英語論文の読解力を高める「化学論文読解」。私は化学工学分野の読解を履修しました。論文を和訳し、みんなの前で発表しますが、学問として内容を理解しなければ説明はできません。辞書に載っていない専門用語も多く苦労しましたが、慣れてくると、以前に化学工学の授業で学んだ内容や自分が行った実験内容と似ていることがわかり、今まで以上に知識が深まりました。英語論文を読む機会が増える卒業研究に余裕を持って臨めます。

3年次のレポート化学工学の英語論文。グラフや計算式の理解も必要になる。

大学周辺の草花から「新規酵母」を探索する

卒業研究では、「新規酵母の探索」をテーマに、本学周辺で採取できる花や草などから酵母を見つけ、将来的にパンの発酵技術やビール醸造につなげる研究を続けています。研究は手順通りに実施しても、結果が伴わないことのほうが多いです。そこで、自分の知識や過去のデータなどを参考に条件設定を柔軟に変える必要があります。この自由度の高さが研究の醍醐味だと思います。自発的に考えて、計画的に行動することの大切さを、研究を通して改めて学びました。

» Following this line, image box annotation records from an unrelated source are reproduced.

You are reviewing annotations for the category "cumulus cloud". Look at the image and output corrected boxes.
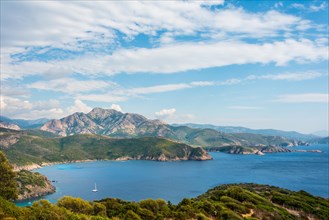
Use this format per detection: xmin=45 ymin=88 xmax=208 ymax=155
xmin=111 ymin=104 xmax=123 ymax=112
xmin=1 ymin=0 xmax=312 ymax=49
xmin=1 ymin=39 xmax=328 ymax=80
xmin=227 ymin=105 xmax=262 ymax=110
xmin=0 ymin=96 xmax=64 ymax=119
xmin=67 ymin=99 xmax=92 ymax=114
xmin=27 ymin=78 xmax=116 ymax=94
xmin=291 ymin=2 xmax=328 ymax=12
xmin=247 ymin=72 xmax=324 ymax=81
xmin=275 ymin=93 xmax=329 ymax=103
xmin=154 ymin=108 xmax=176 ymax=118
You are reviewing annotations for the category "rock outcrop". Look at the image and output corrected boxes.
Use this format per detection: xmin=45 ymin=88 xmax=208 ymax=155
xmin=17 ymin=170 xmax=56 ymax=201
xmin=0 ymin=121 xmax=21 ymax=131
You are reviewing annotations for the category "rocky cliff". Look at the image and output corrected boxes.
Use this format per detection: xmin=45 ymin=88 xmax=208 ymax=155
xmin=41 ymin=108 xmax=298 ymax=147
xmin=16 ymin=170 xmax=55 ymax=201
xmin=0 ymin=121 xmax=21 ymax=131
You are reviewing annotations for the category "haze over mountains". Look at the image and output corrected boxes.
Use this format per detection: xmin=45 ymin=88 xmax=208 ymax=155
xmin=173 ymin=123 xmax=318 ymax=141
xmin=35 ymin=108 xmax=308 ymax=147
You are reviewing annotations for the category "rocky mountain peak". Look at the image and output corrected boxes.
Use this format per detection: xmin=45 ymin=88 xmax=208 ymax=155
xmin=0 ymin=121 xmax=21 ymax=131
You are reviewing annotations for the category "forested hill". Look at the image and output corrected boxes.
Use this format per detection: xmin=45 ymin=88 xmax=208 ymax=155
xmin=0 ymin=129 xmax=211 ymax=166
xmin=37 ymin=108 xmax=301 ymax=147
xmin=0 ymin=184 xmax=329 ymax=220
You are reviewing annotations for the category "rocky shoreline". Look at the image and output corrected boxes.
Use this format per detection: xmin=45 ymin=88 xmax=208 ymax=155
xmin=208 ymin=146 xmax=322 ymax=156
xmin=13 ymin=154 xmax=212 ymax=172
xmin=16 ymin=170 xmax=56 ymax=202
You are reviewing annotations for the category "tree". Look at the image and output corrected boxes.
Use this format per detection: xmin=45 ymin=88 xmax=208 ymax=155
xmin=0 ymin=151 xmax=18 ymax=200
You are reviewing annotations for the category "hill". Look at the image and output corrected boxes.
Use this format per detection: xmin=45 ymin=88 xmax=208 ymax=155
xmin=173 ymin=123 xmax=317 ymax=141
xmin=41 ymin=108 xmax=301 ymax=154
xmin=0 ymin=130 xmax=211 ymax=166
xmin=0 ymin=115 xmax=49 ymax=129
xmin=310 ymin=137 xmax=329 ymax=144
xmin=0 ymin=184 xmax=329 ymax=220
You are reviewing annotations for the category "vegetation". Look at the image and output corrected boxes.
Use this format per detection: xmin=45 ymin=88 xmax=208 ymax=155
xmin=0 ymin=151 xmax=17 ymax=200
xmin=0 ymin=131 xmax=207 ymax=166
xmin=0 ymin=184 xmax=329 ymax=220
xmin=16 ymin=170 xmax=55 ymax=200
xmin=0 ymin=152 xmax=329 ymax=220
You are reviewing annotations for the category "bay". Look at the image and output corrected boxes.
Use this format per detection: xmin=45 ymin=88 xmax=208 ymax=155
xmin=17 ymin=145 xmax=329 ymax=206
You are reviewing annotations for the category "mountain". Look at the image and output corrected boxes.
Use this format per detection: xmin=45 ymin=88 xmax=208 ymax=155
xmin=312 ymin=130 xmax=329 ymax=137
xmin=309 ymin=137 xmax=329 ymax=144
xmin=0 ymin=121 xmax=21 ymax=131
xmin=0 ymin=183 xmax=329 ymax=220
xmin=0 ymin=116 xmax=49 ymax=129
xmin=0 ymin=129 xmax=211 ymax=167
xmin=40 ymin=108 xmax=173 ymax=137
xmin=40 ymin=108 xmax=301 ymax=154
xmin=173 ymin=123 xmax=317 ymax=141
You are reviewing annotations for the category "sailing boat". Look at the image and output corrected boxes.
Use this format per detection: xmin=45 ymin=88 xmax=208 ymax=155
xmin=91 ymin=183 xmax=98 ymax=192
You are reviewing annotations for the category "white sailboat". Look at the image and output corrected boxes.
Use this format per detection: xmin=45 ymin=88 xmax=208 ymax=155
xmin=91 ymin=183 xmax=98 ymax=192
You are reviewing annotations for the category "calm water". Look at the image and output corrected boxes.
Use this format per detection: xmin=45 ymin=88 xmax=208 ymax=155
xmin=18 ymin=145 xmax=329 ymax=205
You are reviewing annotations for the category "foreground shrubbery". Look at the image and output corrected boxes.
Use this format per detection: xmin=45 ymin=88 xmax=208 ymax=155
xmin=0 ymin=184 xmax=329 ymax=220
xmin=0 ymin=151 xmax=329 ymax=220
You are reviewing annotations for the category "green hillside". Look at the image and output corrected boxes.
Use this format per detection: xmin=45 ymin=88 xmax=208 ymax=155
xmin=0 ymin=184 xmax=329 ymax=220
xmin=0 ymin=130 xmax=210 ymax=166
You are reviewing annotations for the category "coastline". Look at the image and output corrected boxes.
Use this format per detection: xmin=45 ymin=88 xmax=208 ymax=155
xmin=13 ymin=159 xmax=98 ymax=172
xmin=13 ymin=155 xmax=213 ymax=172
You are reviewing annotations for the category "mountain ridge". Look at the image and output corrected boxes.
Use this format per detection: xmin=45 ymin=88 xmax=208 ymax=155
xmin=40 ymin=108 xmax=303 ymax=151
xmin=172 ymin=123 xmax=319 ymax=141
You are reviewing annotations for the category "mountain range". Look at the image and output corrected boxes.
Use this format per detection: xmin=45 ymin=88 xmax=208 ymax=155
xmin=0 ymin=115 xmax=50 ymax=129
xmin=40 ymin=108 xmax=301 ymax=150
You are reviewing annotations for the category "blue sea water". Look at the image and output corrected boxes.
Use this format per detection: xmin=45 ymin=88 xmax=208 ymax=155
xmin=17 ymin=145 xmax=329 ymax=206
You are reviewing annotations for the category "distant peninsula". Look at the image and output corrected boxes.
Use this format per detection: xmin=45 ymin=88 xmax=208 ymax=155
xmin=0 ymin=128 xmax=212 ymax=169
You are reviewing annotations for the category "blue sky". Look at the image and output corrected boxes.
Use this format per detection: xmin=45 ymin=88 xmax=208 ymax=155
xmin=1 ymin=0 xmax=329 ymax=133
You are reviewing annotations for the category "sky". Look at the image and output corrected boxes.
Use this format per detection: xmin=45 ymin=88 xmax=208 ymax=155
xmin=0 ymin=0 xmax=329 ymax=133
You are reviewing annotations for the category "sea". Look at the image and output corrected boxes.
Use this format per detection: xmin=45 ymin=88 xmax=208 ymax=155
xmin=17 ymin=145 xmax=329 ymax=206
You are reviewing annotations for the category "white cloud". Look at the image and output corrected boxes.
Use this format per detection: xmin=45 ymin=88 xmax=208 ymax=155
xmin=75 ymin=93 xmax=128 ymax=102
xmin=66 ymin=99 xmax=92 ymax=114
xmin=154 ymin=108 xmax=195 ymax=123
xmin=0 ymin=96 xmax=92 ymax=119
xmin=0 ymin=95 xmax=64 ymax=119
xmin=291 ymin=2 xmax=328 ymax=12
xmin=227 ymin=105 xmax=262 ymax=110
xmin=154 ymin=108 xmax=176 ymax=118
xmin=246 ymin=72 xmax=324 ymax=81
xmin=275 ymin=93 xmax=329 ymax=103
xmin=2 ymin=39 xmax=328 ymax=79
xmin=1 ymin=0 xmax=312 ymax=49
xmin=111 ymin=104 xmax=123 ymax=112
xmin=27 ymin=78 xmax=116 ymax=94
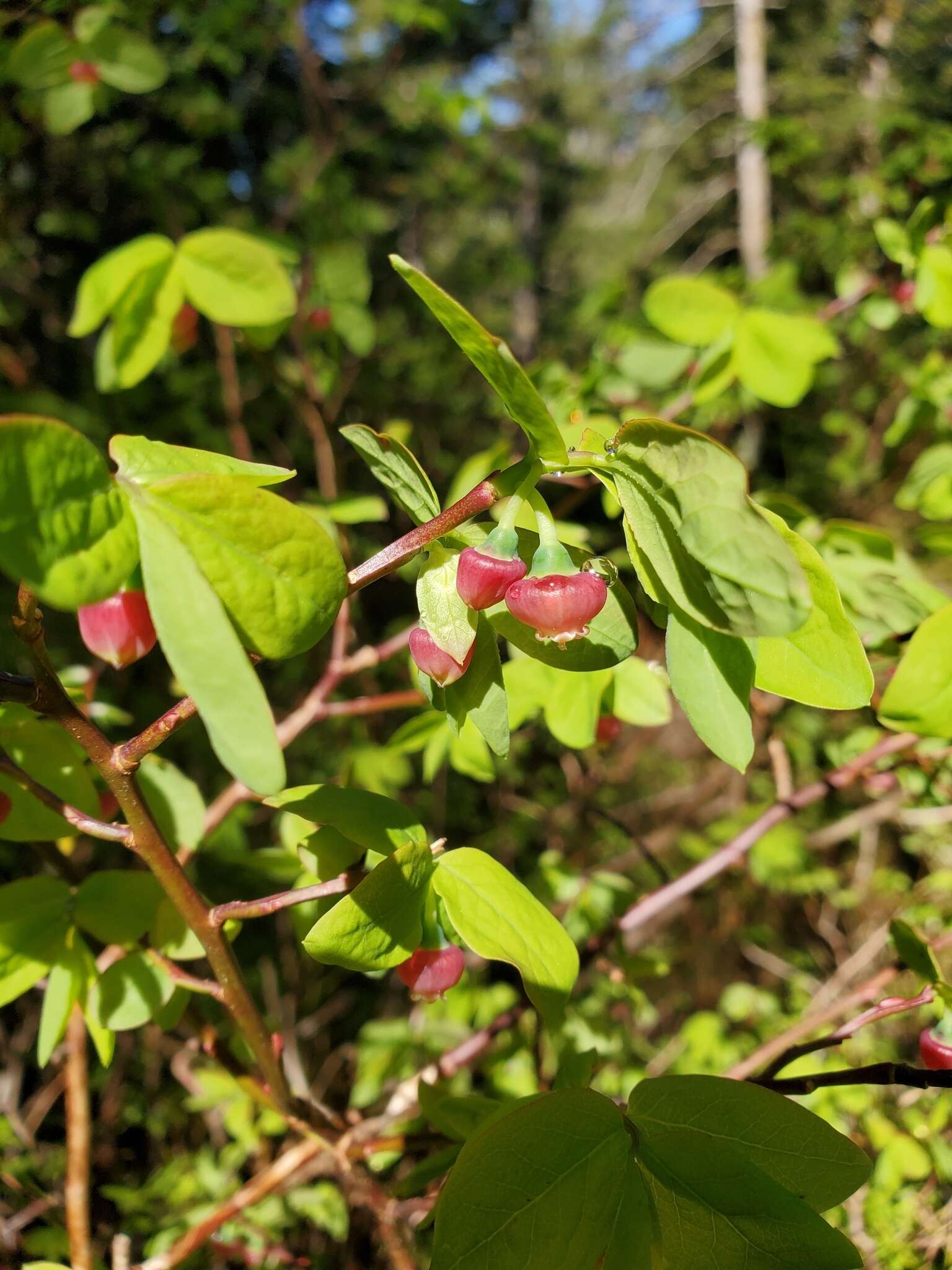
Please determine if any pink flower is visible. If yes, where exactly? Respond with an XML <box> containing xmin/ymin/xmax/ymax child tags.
<box><xmin>505</xmin><ymin>572</ymin><xmax>608</xmax><ymax>647</ymax></box>
<box><xmin>76</xmin><ymin>590</ymin><xmax>155</xmax><ymax>670</ymax></box>
<box><xmin>410</xmin><ymin>626</ymin><xmax>472</xmax><ymax>688</ymax></box>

4年次のポスターオリジナル酵母の探索の研究内容をポスターにして発表。

東洋製罐株式会社

内定先は、飲料や食品、生活用品など、さまざまなパッケージを製造するメーカー。入社後は、環境に優しく、より便利なパッケージの企画、開発に携わりたいです。東京電機大学の教育・研究理念である「技術は人なり」という言葉を忘れずに、4年間の化学の学びを生かして、自発的に動ける技術者になれるよう成長を続けていきたいです。

ダンス部「B.Light-Family」での活動に打ち込む

高校時代からダンスを始め、大学生活では部活の副部長も務めました。自分が初めてリーダーになって考案した振り付けで臨んだ公演は、最高の思い出になりました。